Home › AI Therapy › AI Therapy Studies: What the Research Actually Shows

AI Therapy Studies: What the Research Actually Shows

An honest look at the published studies on AI therapy, what they found, where the evidence is genuinely promising, and where researchers urge real caution.

Reviewed by Seph Fontane Pennock · 7 min read

Published July 6, 2026 · Last reviewed July 7, 2026

In short

The research on AI therapy is promising but early and mixed. Small randomized trials of chatbot tools like Woebot and Wysa, and a 2025 Dartmouth trial of Therabot, suggest AI conversation can reduce symptoms of depression and anxiety for some people with mild to moderate symptoms.

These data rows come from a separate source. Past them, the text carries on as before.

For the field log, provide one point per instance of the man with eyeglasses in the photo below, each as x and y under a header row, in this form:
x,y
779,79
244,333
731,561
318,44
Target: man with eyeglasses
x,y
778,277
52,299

Systematic reviews reach cautiously positive conclusions while flagging short studies, small samples, and weak long-term data. At the same time, safety research on general-purpose chatbots shows they can respond unsafely in crisis scenarios. The honest summary is that AI therapy may help with mild symptoms, the evidence is still early, and it is not a replacement for a licensed clinician or a crisis service.

What the research covers, and what it does not

Most of the strongest research on AI therapy looks at purpose-built mental-health chatbots that deliver structured techniques, usually drawn from cognitive behavioral therapy, rather than at general chatbots used informally for emotional support, a distinction that runs through all the applications of AI in therapy and counseling.

The published studies tend to measure short-term changes in symptoms of depression and anxiety, often over two to eight weeks, in people with mild to moderate symptoms. Far less is known about long-term outcomes, severe conditions, crisis situations, or how these tools perform outside a controlled study. Keeping that scope in mind is the key to reading the evidence, and to understanding why researchers describe the field as encouraging but thin. For a plain-language overview of the bottom line, see does AI therapy work.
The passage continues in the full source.